Don’t Sweat a BUD Monopoly

Consumption depends on a lot of factors -- price is just one of them

   

Far be it from me to question one of this nation’s greatest protectors, but c’mon, DoJ …

Antitrust concerns in beer? Really?

According to the New York Post, the Department of Justice might be stepping in the way of Anheuser-Busch InBev’s (NYSE:BUD) $19 billion deal to take over Grupo Modelo (PINK:GPMCF). The big worry? Critics say that by adding Corona and Grupo’s 11 other brands, the Budweiser parent will have too much pricing power.

Were it any other industry, I’d be on board. But it’s not, and I’m not.

Market Share

One concern is that the Bud-Grupo deal would vault InBev’s U.S. market share to 53%. That’s a majority — so, sure, that sounds like the path to monopoly.

After all, look at what happened to AT&T (NYSE:T) and its attempted takeover of No. 4 wireless provider T-Mobile in 2011-12. Based on the chart below, an AT&T merger with T-Mobile would have resulted in a carrier with roughly 40% of the country’s market share — not a majority, but certainly bigger than Verizon’s (NYSE:VZ) 30%.

telecom share Don't Sweat a BUD Monopoly

So it seems logical the feds would blink at InBev’s merger.

If it weren’t for the fact that InBev already commands 47% of the market.

Herfindahl-Hirschman Index

You can read the definition and calculation methods of the Herfindahl-Hirschman Index here, but in short, it’s a figure used to gauge market concentration. Drew Jaglom of Tannenbaum Helpern Syracuse & Hirschtritt took a look at the potential InBev-Grupo deal back in June 2012 (via BeerNet), and calculated that…

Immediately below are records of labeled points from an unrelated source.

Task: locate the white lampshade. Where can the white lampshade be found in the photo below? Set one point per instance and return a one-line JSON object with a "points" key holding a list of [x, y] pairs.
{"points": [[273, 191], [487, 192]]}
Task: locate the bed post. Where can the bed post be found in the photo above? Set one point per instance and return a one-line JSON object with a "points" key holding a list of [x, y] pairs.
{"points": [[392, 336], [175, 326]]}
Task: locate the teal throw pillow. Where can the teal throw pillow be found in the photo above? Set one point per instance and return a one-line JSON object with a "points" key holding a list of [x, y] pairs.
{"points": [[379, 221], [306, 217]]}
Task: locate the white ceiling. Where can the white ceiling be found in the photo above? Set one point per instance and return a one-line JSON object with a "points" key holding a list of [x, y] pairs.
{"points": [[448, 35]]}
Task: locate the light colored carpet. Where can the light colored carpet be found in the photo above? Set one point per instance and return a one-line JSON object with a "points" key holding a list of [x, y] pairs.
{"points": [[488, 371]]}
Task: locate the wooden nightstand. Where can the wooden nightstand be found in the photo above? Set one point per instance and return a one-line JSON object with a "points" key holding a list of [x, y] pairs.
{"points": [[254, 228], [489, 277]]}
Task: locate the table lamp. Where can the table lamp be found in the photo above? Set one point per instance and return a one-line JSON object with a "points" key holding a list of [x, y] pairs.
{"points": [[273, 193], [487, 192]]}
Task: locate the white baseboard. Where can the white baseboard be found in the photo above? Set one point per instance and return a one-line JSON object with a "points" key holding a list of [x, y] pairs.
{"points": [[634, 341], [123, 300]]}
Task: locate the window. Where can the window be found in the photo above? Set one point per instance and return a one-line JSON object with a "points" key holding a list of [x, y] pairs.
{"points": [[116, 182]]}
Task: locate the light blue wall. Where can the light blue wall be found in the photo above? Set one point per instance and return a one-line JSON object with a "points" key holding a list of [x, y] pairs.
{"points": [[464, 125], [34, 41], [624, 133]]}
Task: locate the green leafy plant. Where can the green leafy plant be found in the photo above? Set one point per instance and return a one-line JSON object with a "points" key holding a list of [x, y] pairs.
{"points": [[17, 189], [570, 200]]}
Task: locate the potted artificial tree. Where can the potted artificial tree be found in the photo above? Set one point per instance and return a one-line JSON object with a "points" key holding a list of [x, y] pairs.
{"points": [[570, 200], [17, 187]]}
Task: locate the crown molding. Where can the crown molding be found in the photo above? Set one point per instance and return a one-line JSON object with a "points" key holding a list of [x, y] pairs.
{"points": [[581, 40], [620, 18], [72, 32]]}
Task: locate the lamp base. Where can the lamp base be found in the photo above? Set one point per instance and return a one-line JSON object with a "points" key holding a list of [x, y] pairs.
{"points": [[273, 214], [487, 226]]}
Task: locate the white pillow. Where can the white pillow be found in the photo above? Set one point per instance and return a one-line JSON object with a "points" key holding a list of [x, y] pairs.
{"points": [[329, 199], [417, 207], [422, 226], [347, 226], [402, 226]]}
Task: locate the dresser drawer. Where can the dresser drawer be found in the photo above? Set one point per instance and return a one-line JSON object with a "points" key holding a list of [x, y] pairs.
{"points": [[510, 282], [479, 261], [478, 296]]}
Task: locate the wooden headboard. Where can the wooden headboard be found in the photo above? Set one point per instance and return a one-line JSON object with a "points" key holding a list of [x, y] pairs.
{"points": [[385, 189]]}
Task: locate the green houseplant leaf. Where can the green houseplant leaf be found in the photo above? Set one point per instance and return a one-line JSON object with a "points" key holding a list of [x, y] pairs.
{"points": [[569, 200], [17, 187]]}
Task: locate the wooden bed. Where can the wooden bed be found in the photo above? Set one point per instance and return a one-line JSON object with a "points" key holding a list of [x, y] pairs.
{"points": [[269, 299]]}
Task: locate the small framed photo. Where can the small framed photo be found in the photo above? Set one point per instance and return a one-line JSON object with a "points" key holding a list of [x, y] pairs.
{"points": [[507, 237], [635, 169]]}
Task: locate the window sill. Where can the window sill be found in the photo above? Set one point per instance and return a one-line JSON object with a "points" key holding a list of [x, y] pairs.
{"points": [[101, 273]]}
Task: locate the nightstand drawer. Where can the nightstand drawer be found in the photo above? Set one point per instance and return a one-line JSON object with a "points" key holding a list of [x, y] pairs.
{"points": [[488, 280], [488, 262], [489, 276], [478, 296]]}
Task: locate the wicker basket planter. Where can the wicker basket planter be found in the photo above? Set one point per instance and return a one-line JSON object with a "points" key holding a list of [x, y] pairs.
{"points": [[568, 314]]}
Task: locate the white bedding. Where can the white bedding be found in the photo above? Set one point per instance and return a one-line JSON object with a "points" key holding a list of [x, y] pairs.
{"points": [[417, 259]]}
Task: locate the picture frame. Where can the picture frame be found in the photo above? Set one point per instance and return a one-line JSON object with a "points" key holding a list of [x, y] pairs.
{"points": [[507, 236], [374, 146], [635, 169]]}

  1. The beer market’s HHI is 3,067, which indicates it’s already a “highly concentrated” (read: anticompetitive) market.
  2. The Bud-Grupo merger would jack that up by more than 500 points (a 200-point change for a merger in such a market is considered anticompetitive).
  3. Thus, the Bud-Grupo deal is unlikely to go through without some concessions.

Of course, Jaglom then notes: “This analysis assumes that beer is a relevant market for antitrust purposes.” He says there’s “an argument that the relevant market should be all alcoholic beverages.”

I agree … though I don’t even think you need to include wine and spirits.

The Disconnect

The problem with these numbers is they make one really awful assumption — that pricing is the end-all factor in the U.S. beer market.

If the banker quoted by the Post is to be believed, BUD might be willing to play ball. And writer Josh Kosman conjectures that’s because InBev’s biggest prize isn’t U.S. market share — where imports also are ceding ground to craft brewers — but Modelo’s excellent international share.

I think that’s because Bud knows a 6-point market share gain won’t do much for its pricing pressure; and that said pressure is only useful against other companies that compete on price. Namely SABMiller (PINK:SBMRY) and Molson Coors’ (NYSE:TAP) joint venture Miller Coors and its 30% market share.

But the real long-term enemy is craft brewers, who are proving impervious to price pressure.

In the past five years, the market share of craft brewers — whose products usually span from pricey to outrageous — has steadily risen by about 2 percentage points to 5.7% as 2011 … at the expense of InBev and joint venture MillerCoors. (Read about that and a host of other promising figures in this Brewers Association infographic.)

That’s because the American consumer is slowly turning over from a blue-collar worker who had five options growing up to a white-collar worker who’s willing to spend an extra buck or two to drink something that doesn’t taste like tainted water.

Don’t believe me? Ask Boston Beer (NYSE:SAM), which has seen its stock double annually since 2009, and whose success was so pivotal to pushing the Brewers Association’s cause that the BA lifted its production ceiling to keep the Sam Adams brewer under the fold. Or ask the nearly 2,000 other microbrewers, or the 250 new brewers from the past year that fully believe they have a shot to make their mark.

Pricing pressures might matter to the extent that a 50-cent Bud Light might topple a $2 Miller Lite every time, but a 50-cent Bud Light won’t topple a $4 Great Lakes Christmas Ale any more than a $1 or $2 Bud Light would. That’s because the market is increasingly about taste, and to an extent, sheer variety.

Bottom Line

Maybe this will change. InBev’s new Budweiser Black Crown is a clear nod to the quality trend. And should it and the other superbrewers continue to aggressively buy craft brewers or launch line after line of experimental new beers, the little guy might have a fight on its hands.

Heck, maybe I’m not even giving the DoJ enough credit. Maybe the department is predicting exactly this future — and if the Post‘s “well-placed” source is right that it’s about to call shenanigans, the department would be doing so with incredible foresight.

But that’s a lot of maybes and ifs. As of right now, the beer market is as competitive as it’s ever been.